Almost all nosocomial legionellosis cases are associated not with natural sources but with conditions that amplify and spread the organisms, including heat exchange apparatuses and distribution systems from potable water in large buildings. A definitive epidemiologic link of contaminated hospital water distribution systems was established to nosocomial cases of infection10,15,16). Contaminated aerosols probably reached the air intakes for the ventilation system. Legionellae were found in shower water and/or tap water12). No epidemiologic link has been made to showers despite intensive efforts6). Stagnation of flow of water and a reduction in hot water temperature are factors associated with the risk of transmission of legionella from potable water, or nonsterile distilled water in respiratory therapy devices15,16)
Health care workers rinse ventilation bags and mouthpieces with water. If the water is contaminated, L. pneumophila can be instilled into the lung. This may explain that nosocomial legionellosis was significantly more likely to have undergone prior endotracheal intubation15,16).
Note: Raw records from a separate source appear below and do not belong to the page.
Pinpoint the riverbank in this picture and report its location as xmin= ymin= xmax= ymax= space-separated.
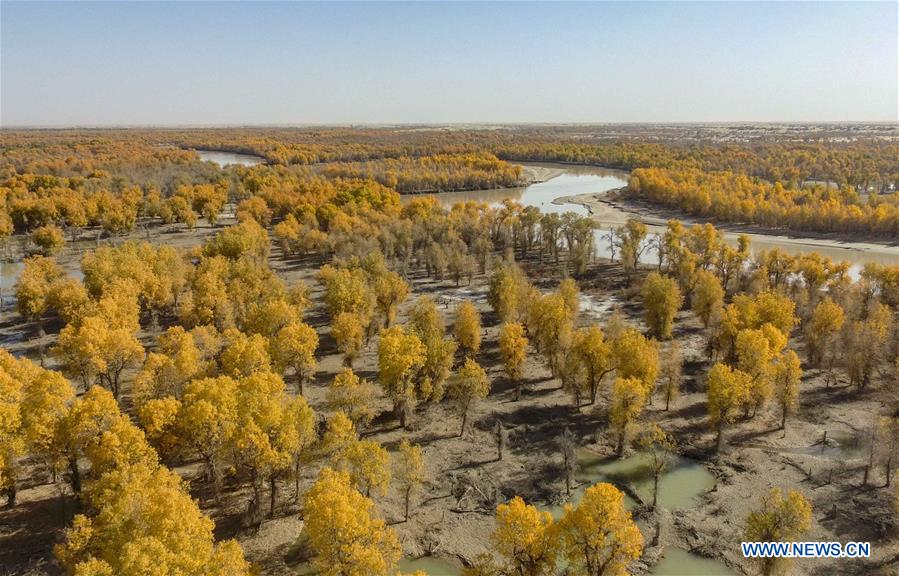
xmin=554 ymin=188 xmax=899 ymax=265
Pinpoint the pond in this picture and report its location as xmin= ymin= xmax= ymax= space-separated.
xmin=195 ymin=150 xmax=265 ymax=168
xmin=649 ymin=548 xmax=734 ymax=576
xmin=540 ymin=450 xmax=715 ymax=519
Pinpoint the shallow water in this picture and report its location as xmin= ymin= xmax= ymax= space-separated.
xmin=399 ymin=556 xmax=462 ymax=576
xmin=196 ymin=150 xmax=265 ymax=167
xmin=435 ymin=165 xmax=899 ymax=278
xmin=435 ymin=167 xmax=627 ymax=216
xmin=649 ymin=548 xmax=734 ymax=576
xmin=539 ymin=451 xmax=715 ymax=519
xmin=582 ymin=452 xmax=715 ymax=510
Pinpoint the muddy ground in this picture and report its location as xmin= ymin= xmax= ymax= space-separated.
xmin=0 ymin=217 xmax=899 ymax=575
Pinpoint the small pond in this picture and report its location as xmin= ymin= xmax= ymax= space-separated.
xmin=196 ymin=150 xmax=265 ymax=167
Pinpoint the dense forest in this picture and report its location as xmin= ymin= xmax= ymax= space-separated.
xmin=0 ymin=128 xmax=899 ymax=576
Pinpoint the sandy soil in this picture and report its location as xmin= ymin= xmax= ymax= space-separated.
xmin=555 ymin=191 xmax=899 ymax=264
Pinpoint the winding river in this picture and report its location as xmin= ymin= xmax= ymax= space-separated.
xmin=195 ymin=150 xmax=265 ymax=168
xmin=435 ymin=164 xmax=899 ymax=275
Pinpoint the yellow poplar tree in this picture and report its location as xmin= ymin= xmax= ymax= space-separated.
xmin=558 ymin=483 xmax=643 ymax=576
xmin=327 ymin=368 xmax=375 ymax=430
xmin=394 ymin=438 xmax=425 ymax=520
xmin=303 ymin=468 xmax=402 ymax=576
xmin=744 ymin=488 xmax=812 ymax=576
xmin=609 ymin=378 xmax=646 ymax=456
xmin=708 ymin=362 xmax=752 ymax=452
xmin=772 ymin=350 xmax=802 ymax=429
xmin=378 ymin=326 xmax=431 ymax=427
xmin=643 ymin=272 xmax=683 ymax=339
xmin=270 ymin=322 xmax=318 ymax=394
xmin=447 ymin=358 xmax=490 ymax=436
xmin=331 ymin=312 xmax=365 ymax=367
xmin=453 ymin=302 xmax=481 ymax=356
xmin=491 ymin=496 xmax=559 ymax=576
xmin=499 ymin=322 xmax=528 ymax=400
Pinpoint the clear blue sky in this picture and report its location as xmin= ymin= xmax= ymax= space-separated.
xmin=0 ymin=1 xmax=899 ymax=126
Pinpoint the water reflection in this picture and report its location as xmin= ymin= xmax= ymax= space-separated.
xmin=428 ymin=164 xmax=899 ymax=278
xmin=196 ymin=150 xmax=265 ymax=167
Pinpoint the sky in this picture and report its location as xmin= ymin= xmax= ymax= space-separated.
xmin=0 ymin=0 xmax=899 ymax=127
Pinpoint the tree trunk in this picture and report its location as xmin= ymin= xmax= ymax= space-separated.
xmin=69 ymin=458 xmax=81 ymax=495
xmin=652 ymin=469 xmax=659 ymax=510
xmin=268 ymin=476 xmax=278 ymax=518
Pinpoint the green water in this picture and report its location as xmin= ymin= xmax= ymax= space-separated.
xmin=649 ymin=548 xmax=734 ymax=576
xmin=540 ymin=451 xmax=715 ymax=519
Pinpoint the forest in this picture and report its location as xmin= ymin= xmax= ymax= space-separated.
xmin=0 ymin=127 xmax=899 ymax=576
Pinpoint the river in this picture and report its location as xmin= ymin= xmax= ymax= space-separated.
xmin=195 ymin=150 xmax=265 ymax=168
xmin=435 ymin=164 xmax=899 ymax=276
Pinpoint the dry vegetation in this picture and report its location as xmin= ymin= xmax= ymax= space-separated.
xmin=0 ymin=129 xmax=899 ymax=576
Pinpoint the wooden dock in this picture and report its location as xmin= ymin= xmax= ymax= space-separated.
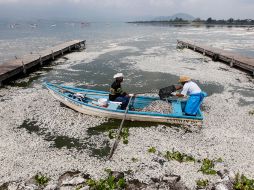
xmin=0 ymin=40 xmax=86 ymax=86
xmin=177 ymin=40 xmax=254 ymax=75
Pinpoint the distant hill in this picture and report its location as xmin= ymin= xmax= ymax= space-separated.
xmin=152 ymin=13 xmax=195 ymax=21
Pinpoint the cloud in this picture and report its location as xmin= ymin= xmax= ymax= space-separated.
xmin=0 ymin=0 xmax=254 ymax=20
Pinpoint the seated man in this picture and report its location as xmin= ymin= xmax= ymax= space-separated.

In this patient, probably the route of transmission was aspiration of contaminated water through mouthpieces and endotracheal tube. However, culture of tap water, water in the humidifier and in the respiratory therapy device was not successful.
Since the diagnosis of legionellosis requires specialized laboratory methodology, most community hospitals would not be able to document the presence of Legionnaire’s disease even if it were present. However environmental surveillance for legionellosis is mandatory for hospitals caring for patients with immunosuppression, chronic pulmonary disease and surgery requiring general anesthesia13,16).
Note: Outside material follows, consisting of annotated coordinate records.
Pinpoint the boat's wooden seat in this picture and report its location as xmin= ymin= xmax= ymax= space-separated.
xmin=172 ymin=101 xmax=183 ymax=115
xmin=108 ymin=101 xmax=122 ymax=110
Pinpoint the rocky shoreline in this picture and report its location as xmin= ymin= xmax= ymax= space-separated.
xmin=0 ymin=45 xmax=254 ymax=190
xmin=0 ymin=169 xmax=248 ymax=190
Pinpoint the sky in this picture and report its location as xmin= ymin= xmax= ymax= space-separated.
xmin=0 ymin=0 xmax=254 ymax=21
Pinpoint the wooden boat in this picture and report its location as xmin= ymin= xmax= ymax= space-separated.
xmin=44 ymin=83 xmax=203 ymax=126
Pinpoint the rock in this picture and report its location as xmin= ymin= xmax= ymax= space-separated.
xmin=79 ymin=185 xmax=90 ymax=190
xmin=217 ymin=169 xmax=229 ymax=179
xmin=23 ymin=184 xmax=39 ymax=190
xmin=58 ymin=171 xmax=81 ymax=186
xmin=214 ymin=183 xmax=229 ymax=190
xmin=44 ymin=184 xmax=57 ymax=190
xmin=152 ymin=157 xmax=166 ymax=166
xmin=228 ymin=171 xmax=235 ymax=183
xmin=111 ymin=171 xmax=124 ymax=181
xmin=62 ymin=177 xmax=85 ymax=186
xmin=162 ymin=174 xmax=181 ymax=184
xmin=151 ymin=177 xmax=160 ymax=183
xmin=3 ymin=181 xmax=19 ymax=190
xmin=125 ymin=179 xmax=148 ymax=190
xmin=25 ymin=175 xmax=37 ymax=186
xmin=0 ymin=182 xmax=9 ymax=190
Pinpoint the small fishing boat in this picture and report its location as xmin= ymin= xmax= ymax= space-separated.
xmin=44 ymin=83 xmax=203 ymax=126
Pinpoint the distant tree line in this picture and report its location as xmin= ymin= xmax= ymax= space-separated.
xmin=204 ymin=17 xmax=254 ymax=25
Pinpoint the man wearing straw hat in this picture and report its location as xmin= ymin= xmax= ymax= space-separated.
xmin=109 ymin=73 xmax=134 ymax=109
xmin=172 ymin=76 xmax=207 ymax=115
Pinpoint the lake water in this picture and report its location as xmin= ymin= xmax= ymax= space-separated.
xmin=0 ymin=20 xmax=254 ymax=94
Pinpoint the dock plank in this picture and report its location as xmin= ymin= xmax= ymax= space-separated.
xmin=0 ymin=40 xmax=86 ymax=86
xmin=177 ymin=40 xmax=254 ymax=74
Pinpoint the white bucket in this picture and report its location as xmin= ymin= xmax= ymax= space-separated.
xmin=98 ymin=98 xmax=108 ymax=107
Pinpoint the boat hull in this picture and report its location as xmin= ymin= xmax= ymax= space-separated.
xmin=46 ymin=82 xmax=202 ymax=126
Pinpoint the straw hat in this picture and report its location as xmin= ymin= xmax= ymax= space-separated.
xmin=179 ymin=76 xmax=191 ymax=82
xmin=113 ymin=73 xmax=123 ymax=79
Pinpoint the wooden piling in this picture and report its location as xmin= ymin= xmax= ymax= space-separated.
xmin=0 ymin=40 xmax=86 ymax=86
The optimal method for decontamination of hospital water supplies has yet to be developed. However, some methods have been widely used: hyperchlorination and/or heating of potable water and superheating plus flushing, modification of heat exchange mechanisms despite significant disadvantages17,18). Other modalities such as ozonation, instantaneous steam water heaters, ultraviolet light radiation and generation of metallic ions by electrolytes are under investigation. Since no person-to-person transmission of legionellosis has been documented, there is no need for patient isolation. If an outbreak is documented, the epidemiologic studies should be performed to determine the source, extent of outbreak and risk factors19).
A live mutant vaccine has been shown to protect guinea pigs from lethal aerosol doses of L. pneumophila. Therefore, a vaccine for high-risk patients may someday be feasible20).
Legionella pneumophila may cause the hospital-acquired pneumonia and in immunocompromised host it would become severe and fatal. Especially in intensive care units, care should be taken for the prevention of water contamination by legionella in respiratory therapy device5,17). Also, we should take legionellosis into account as one of the differential diagnosis of nosocomial pneumonia.